To add structure to your concepts, the recommended approach is using inline structures directly in your .mthds files. Inline structures support all field types including nested concepts:

[concept.Customer]
description = "A customer for an invoice"

[concept.Customer.structure]
name = { type = "text", description = "Customer's full name", required = true }
email = { type = "text", description = "Customer's email address", required = true }

[concept.Invoice]
description = "A commercial document issued by a seller to a buyer"

[concept.Invoice.structure]
invoice_number = "The unique invoice identifier"
issue_date = { type = "date", description = "The date the invoice was issued" }
customer = { type = "concept", concept_ref = "finance.Customer", description = "The customer" }
total_amount = { type = "number", description = "The total invoice amount" }

This automatically generates fully-typed Pydantic models with validation—no Python code needed!
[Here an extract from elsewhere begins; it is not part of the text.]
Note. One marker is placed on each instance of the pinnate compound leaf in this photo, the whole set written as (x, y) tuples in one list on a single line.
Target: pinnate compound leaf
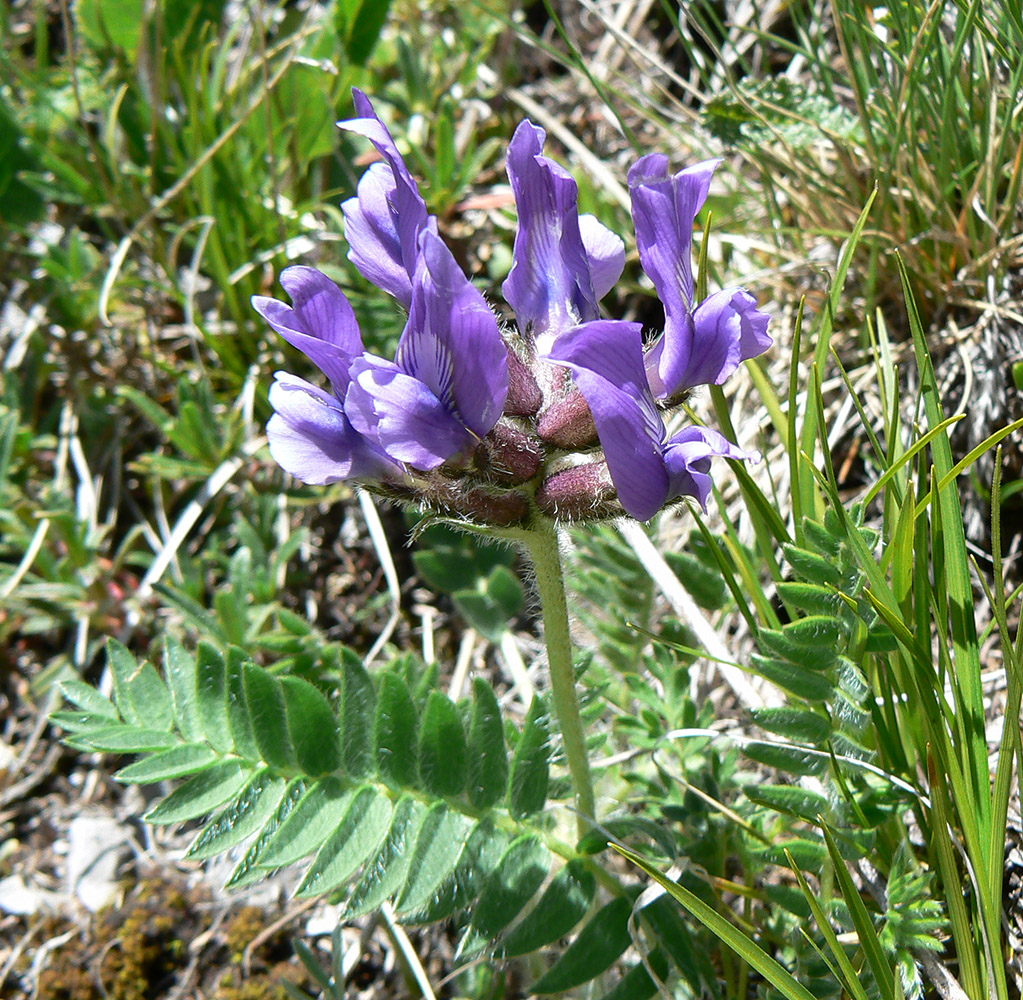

For complete details on inline structures, nested concepts, and all features, see Inline Structures.

Generating Python Classes

If you need type hints and IDE autocomplete, use the pipelex build structures command to generate Python classes from your inline definitions:

pipelex build structures ./my_pipelines/

Alternative: Hand-Written Python Classes

For advanced features like custom validation, computed properties, or reusable business logic, you can create explicit Python classes.

Learn more in Python StructuredContent Classes.

Refining Concepts

You can create more specific versions of existing concepts through refinement. For example, an Invoice is a specific kind of Document:

[concept.Invoice]
description = "A commercial document issued by a seller to a buyer"
refines = "Document"

The refined concept inherits the structure of the base concept while adding semantic specificity.

For complete details on refinement, see Refining Concepts.

Native Concepts

Pipelex includes 12 built-in native concepts: Text, Image, Document, Html, TextAndImages, Number, ImgGenPrompt, Page, Dynamic, JSON, SearchResult, and Anything.

These concepts are automatically available in all pipelines—no setup required. You can use them directly in your pipes or refine them to create more specific concepts.

For complete details on all native concepts and their structures, see Native Concepts.